Private equity firm Platinum Equity LP is preparing to make a big jump in its metals service center holdings with the addition of industry giant Ryerson Inc. to its portfolio, which for the past 18 months held the three service center companies in PNA Group Inc.
Beverly Hills, Calif.,-based Platinum Equity signed a deal to pay Ryerson's shareholders a bit more than $1 billion and take on close to $1 billion of the company's debt after an eight-month process set off by hedge fund Harbinger Capital Partners, which blamed Ryerson's board for low share valuation and launched a proxy challenge.
While describing the agreement as definitive, the deal could still fall apart if a better offer were to emerge. And the proxy challenge set for Ryerson's Aug. 23 annual meeting also was still playing out even after the merger agreement was signed at the end of July.
Harbinger executives had questioned the strategy of Ryerson's managers, suggesting the company was underperforming in comparison to other service center companies and proposing its own strategy for boosting Ryerson's share value.

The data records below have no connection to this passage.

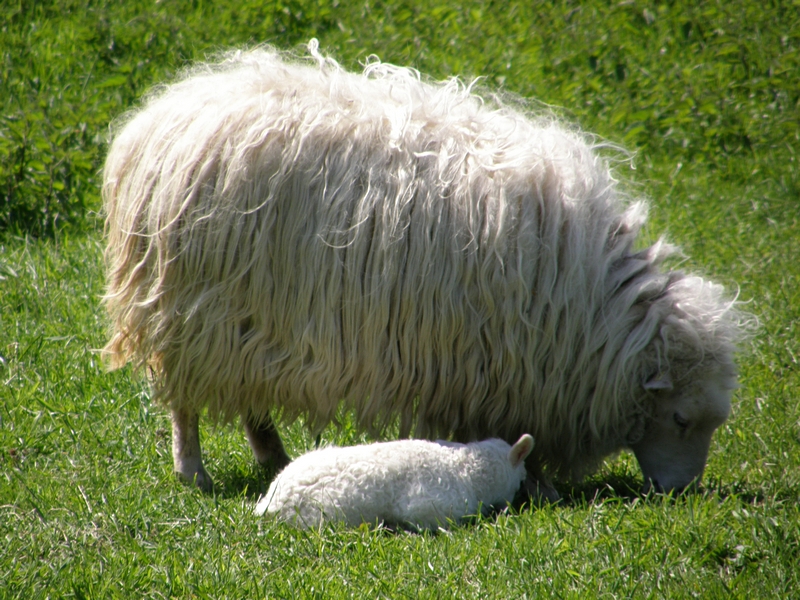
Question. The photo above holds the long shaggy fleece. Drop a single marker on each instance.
(407, 483)
(290, 236)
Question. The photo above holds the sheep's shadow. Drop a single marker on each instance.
(251, 482)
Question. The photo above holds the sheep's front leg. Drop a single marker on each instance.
(266, 443)
(186, 453)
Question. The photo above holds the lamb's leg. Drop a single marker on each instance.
(266, 443)
(538, 486)
(186, 453)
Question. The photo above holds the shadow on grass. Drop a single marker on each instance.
(250, 482)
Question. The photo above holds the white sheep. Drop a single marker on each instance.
(406, 483)
(284, 238)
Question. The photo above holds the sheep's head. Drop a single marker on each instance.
(673, 450)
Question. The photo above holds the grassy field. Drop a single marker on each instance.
(707, 96)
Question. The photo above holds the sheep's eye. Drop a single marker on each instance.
(680, 420)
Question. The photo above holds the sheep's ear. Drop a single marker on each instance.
(520, 450)
(659, 382)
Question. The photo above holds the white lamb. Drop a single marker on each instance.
(410, 483)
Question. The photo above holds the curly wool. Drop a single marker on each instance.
(287, 237)
(407, 482)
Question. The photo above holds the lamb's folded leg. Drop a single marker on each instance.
(186, 454)
(266, 443)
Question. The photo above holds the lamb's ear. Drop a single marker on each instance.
(520, 450)
(659, 382)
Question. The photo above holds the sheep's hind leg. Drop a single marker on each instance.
(186, 454)
(266, 443)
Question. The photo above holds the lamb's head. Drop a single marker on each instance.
(688, 396)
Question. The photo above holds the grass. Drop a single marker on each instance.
(706, 94)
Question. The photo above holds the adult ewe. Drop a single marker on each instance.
(285, 237)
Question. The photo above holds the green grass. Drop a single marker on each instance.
(707, 96)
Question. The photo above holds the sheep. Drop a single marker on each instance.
(288, 239)
(407, 483)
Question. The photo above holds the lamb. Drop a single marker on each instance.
(408, 483)
(288, 239)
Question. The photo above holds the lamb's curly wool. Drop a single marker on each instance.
(408, 483)
(288, 236)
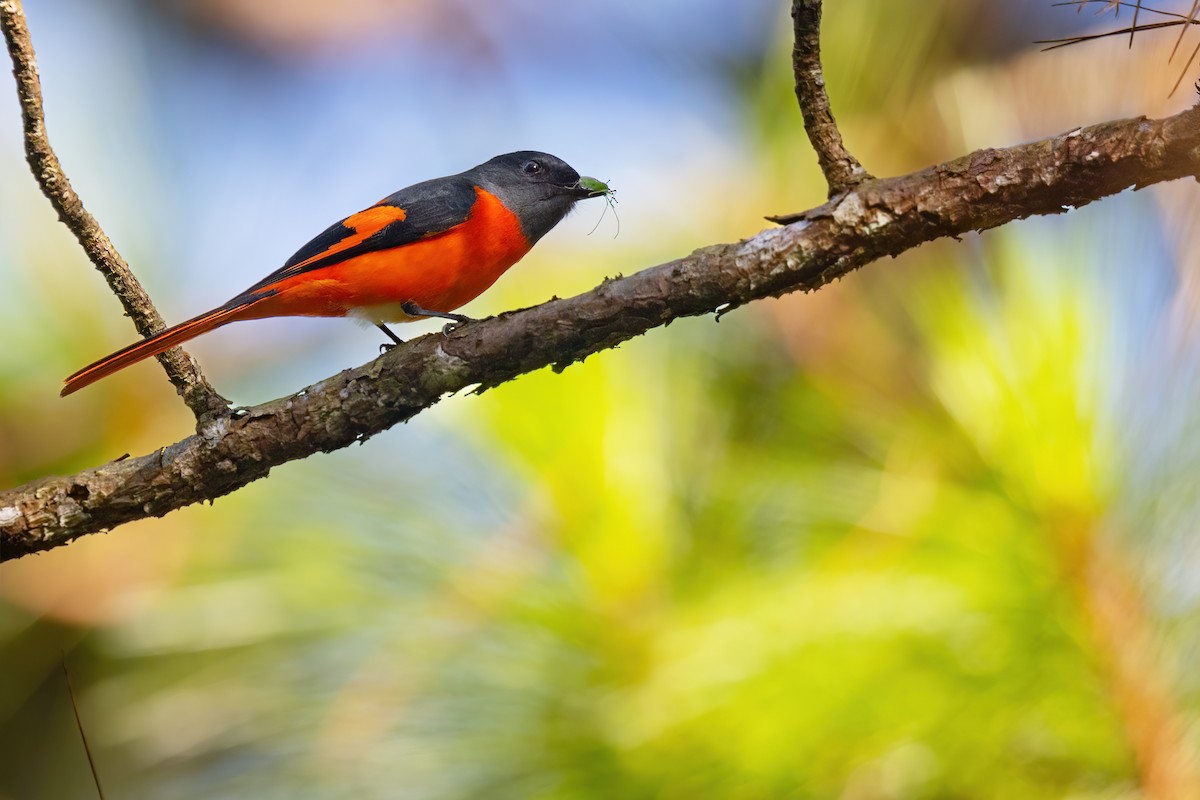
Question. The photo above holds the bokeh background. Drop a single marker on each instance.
(928, 533)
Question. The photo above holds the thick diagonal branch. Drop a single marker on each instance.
(181, 370)
(840, 168)
(882, 217)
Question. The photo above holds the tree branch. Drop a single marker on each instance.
(882, 217)
(840, 168)
(181, 368)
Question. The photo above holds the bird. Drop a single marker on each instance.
(420, 252)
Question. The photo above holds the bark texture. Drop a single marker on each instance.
(181, 368)
(840, 167)
(876, 218)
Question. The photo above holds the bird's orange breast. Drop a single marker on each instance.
(441, 272)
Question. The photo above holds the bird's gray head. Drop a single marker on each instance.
(538, 187)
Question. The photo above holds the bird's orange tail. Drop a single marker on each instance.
(154, 346)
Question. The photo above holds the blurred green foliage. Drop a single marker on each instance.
(838, 546)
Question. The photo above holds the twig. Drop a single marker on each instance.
(881, 217)
(83, 737)
(841, 169)
(181, 368)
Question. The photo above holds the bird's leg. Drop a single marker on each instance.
(413, 310)
(388, 332)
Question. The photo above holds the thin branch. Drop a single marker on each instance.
(882, 217)
(841, 169)
(181, 370)
(83, 737)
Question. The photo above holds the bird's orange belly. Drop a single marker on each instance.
(441, 272)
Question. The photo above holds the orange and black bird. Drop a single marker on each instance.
(420, 252)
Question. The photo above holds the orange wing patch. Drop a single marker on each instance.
(364, 223)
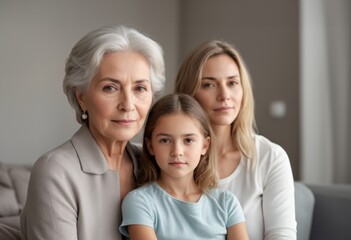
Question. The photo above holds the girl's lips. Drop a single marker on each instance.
(177, 163)
(223, 109)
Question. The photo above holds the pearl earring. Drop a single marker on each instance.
(84, 116)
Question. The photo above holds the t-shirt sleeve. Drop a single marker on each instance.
(137, 208)
(234, 210)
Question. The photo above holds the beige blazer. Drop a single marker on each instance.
(72, 194)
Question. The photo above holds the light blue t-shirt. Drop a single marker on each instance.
(171, 218)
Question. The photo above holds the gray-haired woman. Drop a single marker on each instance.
(75, 190)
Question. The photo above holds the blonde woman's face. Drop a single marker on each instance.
(221, 92)
(118, 97)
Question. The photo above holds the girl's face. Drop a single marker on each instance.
(118, 97)
(177, 142)
(220, 93)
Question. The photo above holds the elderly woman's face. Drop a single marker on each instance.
(118, 97)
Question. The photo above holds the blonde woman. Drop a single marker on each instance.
(257, 170)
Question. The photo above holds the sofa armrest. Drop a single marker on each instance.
(332, 211)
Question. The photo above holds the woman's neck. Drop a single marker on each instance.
(224, 140)
(113, 150)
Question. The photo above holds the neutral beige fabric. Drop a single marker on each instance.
(72, 194)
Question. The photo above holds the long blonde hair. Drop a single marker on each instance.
(189, 81)
(205, 174)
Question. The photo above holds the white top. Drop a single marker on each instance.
(172, 219)
(267, 190)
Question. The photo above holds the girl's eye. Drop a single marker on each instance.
(141, 88)
(189, 140)
(164, 140)
(207, 85)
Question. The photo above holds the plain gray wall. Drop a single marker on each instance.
(36, 37)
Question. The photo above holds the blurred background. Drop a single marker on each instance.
(298, 54)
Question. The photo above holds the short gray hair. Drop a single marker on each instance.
(86, 56)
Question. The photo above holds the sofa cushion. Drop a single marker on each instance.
(4, 177)
(8, 203)
(20, 178)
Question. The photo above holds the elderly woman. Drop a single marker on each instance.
(75, 190)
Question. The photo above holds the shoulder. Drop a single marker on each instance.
(144, 193)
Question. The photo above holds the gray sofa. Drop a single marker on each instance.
(321, 210)
(13, 190)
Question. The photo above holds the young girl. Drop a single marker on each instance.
(178, 198)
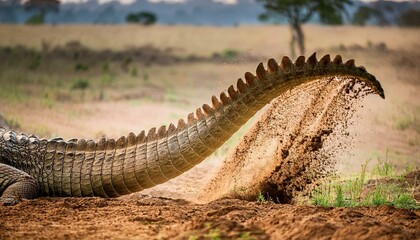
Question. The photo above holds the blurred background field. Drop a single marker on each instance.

Following the agreement with Platinum Equity, a Harbinger spokesman said his company was disappointed with the purchase price.
Ryerson's share price has gyrated all year since Harbinger made its intentions known, going from $23.77 before the launch of the challenge to as high as $44.46 a share in early May, when the board responded to the challenge by starting a strategy review that resulted in contacts with more than 50 possible buyers.
If the Platinum Equity deal ultimately goes through, the management company will pay $34.50 per share in cash for Ryerson's stock. While the transaction was described as not subject to any financing conditions, a spokeswoman declined to respond to questions about whether debt market contractions shortly after the agreement might create problems.
Also questioning the Platinum Equity deal were the Standard & Poor's Rating Service, a division of McGraw-Hill Cos., New York, and class-action law firm Cauley Bowman Carney & Williams PLLC, Little Rock, Ark. The ratings agency said it was reviewing credit and unsecured debt ratings of Ryerson "with negative implications" in light of the leveraged buyout, while the law firm said it was investigating the proposed purchase at an acquisition price discounted to recent stock trades and a 3-percent stock price decline in the wake of the deal.
Ryerson executives said in later filings with the U.S. Securities and Exchange Commission that the agreement also had termination clauses calling for payments ranging between $5 million and $25 million in a variety of scenarios if the Platinum Equity deal falls through.
Also still in question is how Atlanta-based PNA Group and Ryerson might operate within Platinum Equity after the agreement is concluded. Ryerson executives said in announcing the agreement that they expected to stay on after the deal was completed, probably in the fourth quarter.
Ryerson operates more than 140 wholly owned or joint-venture facilities in North America, India and China distributing and processing both ferrous and nonferrous metals. The 165-year-old company had sales of $5.9 billion last year.
Platinum Equity executives have declined to talk about any possible plans for integrating PNA Group, which distributes steel beams, plate and flat-rolled products, with Ryerson. The group had annual revenue of about $1.2 billion before Platinum Equity bought it from Germany's TUI AG in early 2006.
"We view this as a standalone company," a Platinum Equity spokesman said of the Ryerson purchase.